Краем уха слышал, как взрослые говорили, что у Вольховского «настоящий талант», это звучало гораздо круче, чем просто «способности». Про способности время от времени говорили всем, чтобы не особо гордились успехами: нет никакой заслуги в том, чтобы родиться способным, просто повезло. «Настоящий талант» это, конечно, тоже просто везение, зато очень крупное. Всё равно что найти клад.

Вольховского звали Радек, но по имени его почему-то никто не называл. Только по фамилии, даже учителя. Среди одноклассников он выглядел этаким игрушечным взрослым: малый рост, причёсанные на ровный пробор светлые кудри, прозрачная детская худоба, но лицо всегда оставалось серьёзным и одновременно каким-то отчаянным, как будто Вольховский сейчас поедет стреляться на дуэли, вот только допишет диктант.

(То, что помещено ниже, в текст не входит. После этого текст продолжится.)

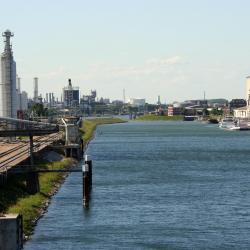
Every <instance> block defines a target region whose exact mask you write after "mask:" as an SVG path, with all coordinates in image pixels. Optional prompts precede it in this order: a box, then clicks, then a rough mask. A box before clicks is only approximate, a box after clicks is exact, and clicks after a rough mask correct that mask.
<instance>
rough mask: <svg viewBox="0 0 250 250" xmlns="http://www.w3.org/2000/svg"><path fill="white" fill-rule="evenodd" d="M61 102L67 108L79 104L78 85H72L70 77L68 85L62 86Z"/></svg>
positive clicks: (72, 106)
mask: <svg viewBox="0 0 250 250" xmlns="http://www.w3.org/2000/svg"><path fill="white" fill-rule="evenodd" d="M52 99H53V98H52ZM51 101H52V100H51ZM52 102H53V101H52ZM63 103H64V107H67V108H70V107H77V106H79V87H73V86H72V83H71V79H69V85H68V86H66V87H64V88H63Z"/></svg>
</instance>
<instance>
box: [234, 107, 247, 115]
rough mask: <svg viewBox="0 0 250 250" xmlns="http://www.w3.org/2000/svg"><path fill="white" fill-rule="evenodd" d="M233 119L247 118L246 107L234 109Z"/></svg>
mask: <svg viewBox="0 0 250 250" xmlns="http://www.w3.org/2000/svg"><path fill="white" fill-rule="evenodd" d="M233 111H234V117H235V118H247V117H248V109H247V107H241V108H237V109H234V110H233Z"/></svg>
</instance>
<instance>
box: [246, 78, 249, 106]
mask: <svg viewBox="0 0 250 250" xmlns="http://www.w3.org/2000/svg"><path fill="white" fill-rule="evenodd" d="M246 101H247V106H250V76H248V77H247V79H246Z"/></svg>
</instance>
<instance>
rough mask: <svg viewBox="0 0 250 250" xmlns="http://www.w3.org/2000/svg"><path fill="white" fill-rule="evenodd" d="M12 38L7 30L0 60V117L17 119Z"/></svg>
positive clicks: (12, 34) (12, 33) (13, 58)
mask: <svg viewBox="0 0 250 250" xmlns="http://www.w3.org/2000/svg"><path fill="white" fill-rule="evenodd" d="M12 36H14V35H13V33H11V32H10V31H9V30H6V31H5V32H4V33H3V37H5V41H4V42H5V47H4V52H3V53H2V55H1V58H0V60H1V61H0V67H1V71H0V75H1V78H0V116H4V117H12V118H16V117H17V90H16V62H15V61H14V58H13V52H12V45H11V43H10V38H11V37H12Z"/></svg>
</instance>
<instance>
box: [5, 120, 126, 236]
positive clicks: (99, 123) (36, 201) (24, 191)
mask: <svg viewBox="0 0 250 250" xmlns="http://www.w3.org/2000/svg"><path fill="white" fill-rule="evenodd" d="M120 122H124V121H123V120H121V119H118V118H97V119H89V120H85V121H84V122H83V128H82V129H81V131H82V133H83V139H84V143H85V145H86V144H87V143H88V142H89V141H90V140H91V138H92V136H93V133H94V131H95V129H96V126H98V125H101V124H111V123H120ZM35 164H39V165H43V166H44V168H48V169H52V168H54V169H55V168H56V169H65V168H70V167H71V166H72V165H73V164H74V160H73V159H71V158H66V159H64V160H63V161H60V162H53V163H49V162H45V161H41V160H40V159H37V161H36V162H35ZM64 178H65V174H62V173H42V174H39V183H40V192H39V193H37V194H35V195H30V194H29V193H28V191H27V188H26V181H25V180H26V175H25V174H18V175H13V176H10V177H9V178H8V183H7V184H6V185H5V186H4V187H0V193H1V195H0V213H18V214H22V215H23V227H24V234H25V235H26V236H29V235H30V234H31V233H32V231H33V228H34V226H35V223H36V220H37V219H38V218H39V216H40V215H41V213H42V212H43V210H44V209H46V207H47V203H48V201H49V198H50V197H51V195H53V194H54V192H55V190H56V189H58V188H59V186H60V184H61V183H62V182H63V180H64Z"/></svg>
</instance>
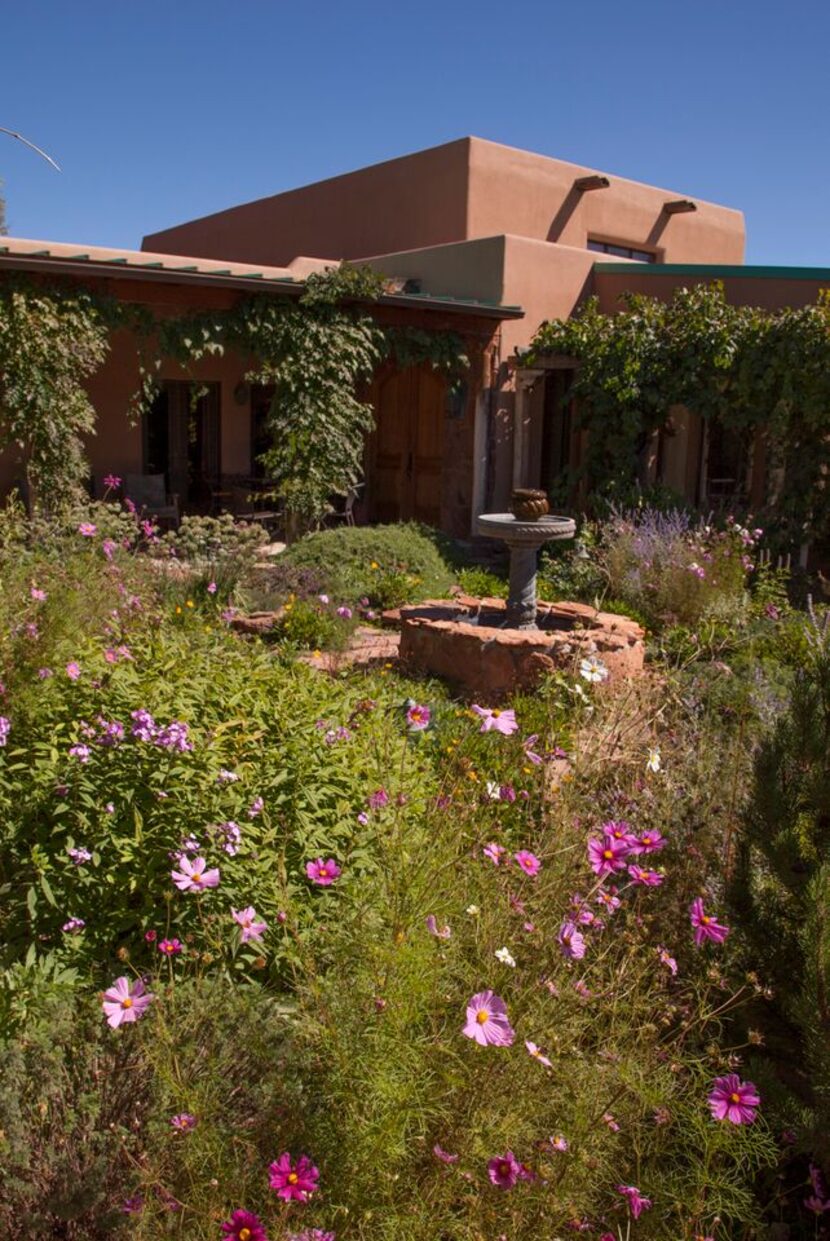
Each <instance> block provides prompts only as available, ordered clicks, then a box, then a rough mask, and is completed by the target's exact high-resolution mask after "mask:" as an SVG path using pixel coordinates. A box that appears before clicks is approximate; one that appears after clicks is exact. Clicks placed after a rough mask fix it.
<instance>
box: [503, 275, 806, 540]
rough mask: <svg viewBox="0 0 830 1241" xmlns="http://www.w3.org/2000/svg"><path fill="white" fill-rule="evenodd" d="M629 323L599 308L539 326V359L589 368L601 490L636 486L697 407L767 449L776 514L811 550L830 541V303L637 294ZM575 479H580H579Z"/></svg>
mask: <svg viewBox="0 0 830 1241" xmlns="http://www.w3.org/2000/svg"><path fill="white" fill-rule="evenodd" d="M623 302H624V307H623V309H622V310H620V311H619V313H617V314H610V315H608V314H603V313H600V310H599V308H598V303H597V300H596V299H591V300H588V302H587V303H586V305H584V307H583V308H582V309H581V311H579V313H578V314H577V315H576V316H574V318H572V319H566V320H552V321H550V323H545V324H542V326H541V328H540V329H538V331H537V334H536V336H535V339H533V341H532V345H531V351H530V355H529V359H527V360H529V361H530V364H531V365H532V364H533V361H538V360H540V359H541V357H543V356H545V355H553V354H556V355H566V356H568V357H573V359H574V360H576V361H577V369H576V371H574V379H573V385H572V387H571V391H569V396H571V397H572V398H576V410H577V424H578V426H581V427H584V428H587V429H588V432H589V433H588V436H587V453H586V460H584V464H583V467H582V470H583V474H587V478H588V482H589V485H591V489H592V490H593V491H594V493H605V494H609V493H610V494H613V493H614V490H622V491H624V490H627V489H630V485H631V482H633V480H634V479H635V478H636V472H638V458H639V454H640V453H641V449H643V446H644V443H645V442H646V441H648V439H649V437H650V436H651V434H653V433H654V432H655V431H659V429H660V428H664V427H666V423H667V421H669V416H670V411H671V407H672V406H677V405H680V406H686V407H687V408H689V410H692V411H694V412H696V413H697V414H700V416H701V417H702V418H705V419H718V421H720V423H721V424H722V426H723V427H727V428H731V429H733V431H736V432H739V433H743V434H744V436H746V437H747V438H749V437H752V436H754V434H758V436H761V437H762V438H763V441H764V444H765V449H767V453H765V457H767V496H765V506H767V510H768V516H769V517H772V519H773V520H774V521H775V524H777V525H778V527H779V529H780V530H782V532H783V534H785V535H787V536H788V537H790V539H792V540H793V541H795V542H799V541H803V540H804V539H810V537H828V535H830V294H829V293H828V290H821V293H820V294H819V298H818V302H816V303H815V304H813V305H806V307H803V308H800V309H795V310H793V309H784V310H775V311H769V310H762V309H758V308H756V307H746V305H731V304H730V303H728V302H727V298H726V293H725V289H723V285H722V284H721V283H712V284H698V285H695V287H694V288H691V289H686V288H682V289H677V290H676V292H675V294H674V297H672V298H671V300H670V302H661V300H659V299H658V298H651V297H645V295H643V294H627V295H625V297H624V299H623ZM572 482H574V480H572Z"/></svg>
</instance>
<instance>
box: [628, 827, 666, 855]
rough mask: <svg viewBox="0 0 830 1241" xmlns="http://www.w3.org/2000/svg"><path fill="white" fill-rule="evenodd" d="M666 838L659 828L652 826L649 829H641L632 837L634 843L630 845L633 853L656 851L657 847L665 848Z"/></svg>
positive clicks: (631, 852)
mask: <svg viewBox="0 0 830 1241" xmlns="http://www.w3.org/2000/svg"><path fill="white" fill-rule="evenodd" d="M665 844H666V838H665V836H664V835H663V833H661V831H660V830H659V828H654V829H653V830H651V831H641V833H640V834H639V836H635V838H634V844H633V845H631V853H633V854H635V855H636V854H644V853H656V851H658V850H659V849H663V848H665Z"/></svg>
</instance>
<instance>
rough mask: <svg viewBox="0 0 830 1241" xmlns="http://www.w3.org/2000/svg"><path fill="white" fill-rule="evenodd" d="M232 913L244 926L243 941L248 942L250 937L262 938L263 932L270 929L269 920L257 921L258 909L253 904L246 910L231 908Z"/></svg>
mask: <svg viewBox="0 0 830 1241" xmlns="http://www.w3.org/2000/svg"><path fill="white" fill-rule="evenodd" d="M231 913H232V916H233V921H234V922H238V923H239V926H241V927H242V943H247V942H248V941H249V939H262V932H263V931H267V930H268V923H267V922H257V911H256V910H254V907H253V905H249V906H248V907H247V908H246V910H234V908H231Z"/></svg>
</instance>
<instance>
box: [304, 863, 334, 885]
mask: <svg viewBox="0 0 830 1241" xmlns="http://www.w3.org/2000/svg"><path fill="white" fill-rule="evenodd" d="M305 874H306V875H308V876H309V879H310V880H311V882H313V884H319V886H320V887H330V886H331V884H334V881H335V879H337V877H339V876H340V874H341V870H340V866H337V864H336V861H335V860H334V858H329V860H328V861H324V860H323V858H318V859H316V861H306V864H305Z"/></svg>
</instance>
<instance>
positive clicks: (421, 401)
mask: <svg viewBox="0 0 830 1241" xmlns="http://www.w3.org/2000/svg"><path fill="white" fill-rule="evenodd" d="M368 400H370V401H371V403H372V406H373V407H375V431H373V433H372V436H371V437H370V441H368V446H367V457H368V460H367V472H366V501H367V509H368V520H370V521H423V522H426V524H427V525H431V526H440V524H442V522H440V509H442V474H443V464H444V422H445V417H447V380H445V379H444V376H443V375H439V374H438V372H437V371H434V370H433V369H432V367H431V366H408V367H407V369H406V370H401V371H397V370H392V369H388V370H387V369H385V370H383V371H381V372H380V374H378V375H377V376H376V379H375V381H373V383H372V386H371V390H370V393H368Z"/></svg>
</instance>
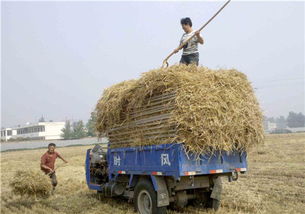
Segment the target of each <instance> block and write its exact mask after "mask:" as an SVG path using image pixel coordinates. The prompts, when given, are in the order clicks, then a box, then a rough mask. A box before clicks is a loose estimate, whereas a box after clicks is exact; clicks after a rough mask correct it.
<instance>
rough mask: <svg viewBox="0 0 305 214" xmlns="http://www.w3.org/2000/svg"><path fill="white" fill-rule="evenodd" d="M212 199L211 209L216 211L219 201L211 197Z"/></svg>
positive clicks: (218, 203)
mask: <svg viewBox="0 0 305 214" xmlns="http://www.w3.org/2000/svg"><path fill="white" fill-rule="evenodd" d="M211 200H212V207H211V208H212V209H214V210H215V211H217V210H218V209H219V207H220V201H219V200H217V199H214V198H211Z"/></svg>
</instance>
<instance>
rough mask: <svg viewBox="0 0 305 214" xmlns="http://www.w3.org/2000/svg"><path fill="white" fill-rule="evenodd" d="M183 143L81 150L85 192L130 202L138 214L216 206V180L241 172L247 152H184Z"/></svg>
mask: <svg viewBox="0 0 305 214" xmlns="http://www.w3.org/2000/svg"><path fill="white" fill-rule="evenodd" d="M185 151H186V150H185V147H184V144H183V143H172V144H162V145H151V146H142V147H125V148H110V147H109V146H108V148H107V149H106V148H103V147H101V146H100V145H96V146H95V147H94V148H93V149H88V150H87V156H86V163H85V165H86V180H87V185H88V187H89V189H92V190H96V191H97V193H98V194H102V195H103V196H105V197H124V198H126V199H128V200H129V201H133V202H134V205H135V208H136V210H137V211H138V212H139V213H141V214H155V213H166V210H167V207H168V206H171V207H185V206H186V205H187V204H189V203H192V204H193V205H196V206H201V207H206V208H213V209H215V210H217V209H218V208H219V206H220V195H221V189H222V186H221V178H222V177H227V178H228V179H229V181H234V180H237V179H238V173H239V172H240V173H245V172H246V171H247V153H246V152H241V151H234V152H224V151H222V152H220V151H219V152H214V153H213V154H202V155H196V154H193V153H190V152H188V153H186V152H185Z"/></svg>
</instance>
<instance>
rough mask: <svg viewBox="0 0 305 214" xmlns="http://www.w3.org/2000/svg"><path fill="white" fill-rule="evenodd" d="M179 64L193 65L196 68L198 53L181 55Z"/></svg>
mask: <svg viewBox="0 0 305 214" xmlns="http://www.w3.org/2000/svg"><path fill="white" fill-rule="evenodd" d="M180 63H181V64H186V65H189V64H195V65H197V66H198V64H199V53H192V54H188V55H182V57H181V60H180Z"/></svg>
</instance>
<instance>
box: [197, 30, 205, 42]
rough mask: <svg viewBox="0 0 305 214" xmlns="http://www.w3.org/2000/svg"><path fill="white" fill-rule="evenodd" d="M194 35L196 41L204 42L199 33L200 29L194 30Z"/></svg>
mask: <svg viewBox="0 0 305 214" xmlns="http://www.w3.org/2000/svg"><path fill="white" fill-rule="evenodd" d="M195 35H196V36H197V41H198V43H200V44H202V45H203V43H204V41H203V38H202V36H201V35H200V31H196V32H195Z"/></svg>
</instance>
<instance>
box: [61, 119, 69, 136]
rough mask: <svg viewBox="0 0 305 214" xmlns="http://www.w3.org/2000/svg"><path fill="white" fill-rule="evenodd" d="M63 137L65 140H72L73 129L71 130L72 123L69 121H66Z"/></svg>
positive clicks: (61, 134)
mask: <svg viewBox="0 0 305 214" xmlns="http://www.w3.org/2000/svg"><path fill="white" fill-rule="evenodd" d="M61 131H62V134H61V137H63V138H64V139H65V140H68V139H71V138H72V129H71V123H70V121H69V120H67V121H66V124H65V128H63V129H62V130H61Z"/></svg>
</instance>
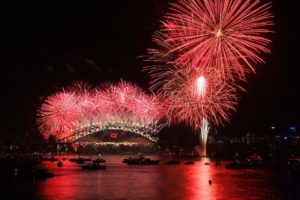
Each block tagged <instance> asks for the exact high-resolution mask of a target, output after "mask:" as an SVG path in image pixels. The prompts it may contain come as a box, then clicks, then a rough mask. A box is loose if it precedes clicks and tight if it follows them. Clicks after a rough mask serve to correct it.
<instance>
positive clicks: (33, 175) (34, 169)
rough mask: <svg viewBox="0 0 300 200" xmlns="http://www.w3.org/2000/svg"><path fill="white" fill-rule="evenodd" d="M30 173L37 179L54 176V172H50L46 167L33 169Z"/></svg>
mask: <svg viewBox="0 0 300 200" xmlns="http://www.w3.org/2000/svg"><path fill="white" fill-rule="evenodd" d="M30 175H31V176H32V177H34V178H37V179H46V178H51V177H53V176H54V174H53V173H52V172H49V171H48V169H46V168H37V169H33V170H32V172H31V173H30Z"/></svg>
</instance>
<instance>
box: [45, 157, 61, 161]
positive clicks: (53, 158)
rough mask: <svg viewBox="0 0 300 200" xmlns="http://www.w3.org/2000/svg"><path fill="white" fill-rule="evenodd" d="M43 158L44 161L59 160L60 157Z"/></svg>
mask: <svg viewBox="0 0 300 200" xmlns="http://www.w3.org/2000/svg"><path fill="white" fill-rule="evenodd" d="M42 160H44V161H50V162H55V161H58V159H57V158H55V157H43V158H42Z"/></svg>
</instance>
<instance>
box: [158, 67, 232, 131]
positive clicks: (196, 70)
mask: <svg viewBox="0 0 300 200" xmlns="http://www.w3.org/2000/svg"><path fill="white" fill-rule="evenodd" d="M220 76H221V74H220V73H218V72H217V71H215V70H214V71H210V72H209V71H204V70H198V69H194V68H188V67H187V68H182V67H176V66H172V67H171V66H170V67H169V68H168V70H167V71H166V72H165V73H161V77H160V79H161V80H164V82H163V83H160V84H161V85H162V87H161V88H159V89H158V93H159V94H160V95H161V98H163V99H165V101H166V103H167V108H168V116H169V118H170V120H171V121H174V122H185V123H186V124H188V125H189V126H191V127H192V128H194V129H195V130H198V129H200V128H201V126H202V121H203V119H205V120H207V121H209V122H210V123H213V124H216V125H219V124H223V122H224V121H228V120H229V115H230V111H235V106H236V104H237V100H238V99H237V96H236V93H237V91H238V89H237V88H236V87H233V86H232V85H230V84H228V83H226V82H225V81H223V80H222V79H221V78H220ZM199 77H203V79H205V95H201V94H199V93H198V92H199V91H198V83H197V81H198V79H199ZM231 84H232V83H231Z"/></svg>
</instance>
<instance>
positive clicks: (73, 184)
mask: <svg viewBox="0 0 300 200" xmlns="http://www.w3.org/2000/svg"><path fill="white" fill-rule="evenodd" d="M44 165H46V166H47V167H48V168H50V169H51V172H53V173H54V174H55V175H56V176H55V177H54V178H50V179H47V180H45V181H43V182H39V187H38V191H37V193H38V194H37V195H38V196H40V197H41V198H42V199H59V198H60V197H63V198H64V199H74V198H75V197H76V192H77V191H76V189H75V187H74V185H77V184H79V181H80V180H78V177H77V173H74V171H77V170H78V168H79V167H78V166H75V165H74V164H73V163H71V162H69V161H68V160H66V161H63V167H62V168H60V167H58V166H57V163H56V162H53V163H51V162H46V163H44Z"/></svg>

Один раз был у Вольховского дома. Вольховский тогда заболел чем-то серьёзным, не ходил в школу целый месяц, и классная руководительница велела его навестить. Квартира у Вольховского оказалась маленькая и тёмная, зато дом стоял возле холма, поэтому получалось интересно: поднимаешься на третий этаж, заходишь в квартиру и обнаруживаешь, что она на самом деле на первом, да таком низком, что подоконники буквально лежат на земле.